Audited by TAR Engine · 2026-07-08 · Report format v0.2

Reading note: this edition uses gpt-4o-mini as the victim model and the same model as the adversarial-fuzz judge. Findings reflect missing defenses in the SKILL.md itself — not a verdict on any specific victim model. The remediation belongs in SKILL.md, not in the model.

Source: https://github.com/califio/skills/blob/main/plugins/php-unserialize-audit/skills/php-unserialize-audit/SKILL.md

Verdict: High risk — 6 high-severity issues need author attention before deploying to a shared environment.

What this skill does

Auditor's read (LLM-generated): The php-unserialize-audit skill audits the PHP engine's deserialization surface for vulnerabilities, specifically targeting issues like use-after-free (UAF), type confusion, and memory safety during the deserialization process. It analyzes various components such as unserialize handlers, session decoders, and magic methods, gathering semantic information before launching parallel audits to identify potential exploits. The skill produces findings categorized by severity, focusing on specific PHP extensions or classes as specified by the user.

Author description: Audit PHP engine deserialization surface (unserialize, session decoders, WDDX, phar metadata, custom ce->unserialize handlers, Serializable implementers, magic-method dispatch during deserialization) for UAF via R:/r: back-references, type confusion, partial-object __destruct, signed-length heap overflow, and parse inconsistency. Gathers zval / HashTable / var_hash semantics before launching parallel sonnet agents. Opus verifies HIGH/MEDIUM findings. For general (non-deserialization) PHP memory-safety bugs like user-callback reentrancy UAFs, use /php-audit instead.
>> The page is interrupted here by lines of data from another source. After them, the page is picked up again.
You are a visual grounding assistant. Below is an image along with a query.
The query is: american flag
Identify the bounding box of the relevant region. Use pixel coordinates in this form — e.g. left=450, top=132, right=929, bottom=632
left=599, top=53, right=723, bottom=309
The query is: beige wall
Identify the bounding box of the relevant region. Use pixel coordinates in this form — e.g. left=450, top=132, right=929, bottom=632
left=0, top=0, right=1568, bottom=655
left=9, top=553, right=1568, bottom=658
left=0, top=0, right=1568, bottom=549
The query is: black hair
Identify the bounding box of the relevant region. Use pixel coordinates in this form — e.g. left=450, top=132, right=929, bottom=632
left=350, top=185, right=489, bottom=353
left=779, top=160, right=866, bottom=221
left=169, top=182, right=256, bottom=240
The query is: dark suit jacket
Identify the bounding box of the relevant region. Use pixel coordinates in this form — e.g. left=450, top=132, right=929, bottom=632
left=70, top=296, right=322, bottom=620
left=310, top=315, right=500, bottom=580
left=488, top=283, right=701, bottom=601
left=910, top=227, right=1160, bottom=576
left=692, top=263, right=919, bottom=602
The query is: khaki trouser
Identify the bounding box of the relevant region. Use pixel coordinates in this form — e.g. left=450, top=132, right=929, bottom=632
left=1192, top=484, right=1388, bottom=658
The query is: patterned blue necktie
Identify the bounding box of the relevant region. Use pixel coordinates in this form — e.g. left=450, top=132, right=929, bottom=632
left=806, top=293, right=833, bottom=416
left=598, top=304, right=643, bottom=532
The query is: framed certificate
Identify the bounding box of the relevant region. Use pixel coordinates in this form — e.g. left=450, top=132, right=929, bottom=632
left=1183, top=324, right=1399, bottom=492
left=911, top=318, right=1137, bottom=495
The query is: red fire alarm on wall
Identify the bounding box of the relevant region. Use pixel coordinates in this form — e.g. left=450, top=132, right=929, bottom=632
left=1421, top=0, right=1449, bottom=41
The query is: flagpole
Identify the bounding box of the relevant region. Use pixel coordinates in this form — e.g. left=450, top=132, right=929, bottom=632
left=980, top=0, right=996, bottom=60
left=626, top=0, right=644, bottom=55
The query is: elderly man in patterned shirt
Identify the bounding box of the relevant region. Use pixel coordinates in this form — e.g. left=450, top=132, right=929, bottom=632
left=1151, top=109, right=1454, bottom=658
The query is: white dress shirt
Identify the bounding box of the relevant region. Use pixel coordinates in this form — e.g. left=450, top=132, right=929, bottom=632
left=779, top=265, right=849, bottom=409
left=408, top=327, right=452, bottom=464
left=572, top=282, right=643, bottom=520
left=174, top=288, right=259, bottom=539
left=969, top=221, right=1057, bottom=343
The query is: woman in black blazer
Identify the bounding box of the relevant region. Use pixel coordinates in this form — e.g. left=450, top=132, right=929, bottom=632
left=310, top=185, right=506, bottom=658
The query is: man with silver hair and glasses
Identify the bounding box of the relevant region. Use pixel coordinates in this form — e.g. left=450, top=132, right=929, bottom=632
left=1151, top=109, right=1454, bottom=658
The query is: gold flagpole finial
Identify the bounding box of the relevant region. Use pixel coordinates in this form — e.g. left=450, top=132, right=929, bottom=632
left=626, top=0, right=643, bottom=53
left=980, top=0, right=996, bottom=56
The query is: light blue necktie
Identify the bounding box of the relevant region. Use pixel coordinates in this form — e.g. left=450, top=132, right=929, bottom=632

Observed: php-unserialize-audit is 12 top-level sections (Usage, Source tree, Bug taxonomy (derived from phpcodz corpus), Detection heuristics, Target discovery (auto-enumerate — do not rely on a hardcoded list), …); ~472 lines of instructions, concise body.

Frontmatter facts:

  • Body size: 472 lines / 29075 chars

Score breakdown by category

Each category gets its own sub-score. A category with no rule hits gets 100; a category with a single critical finding drops to 80.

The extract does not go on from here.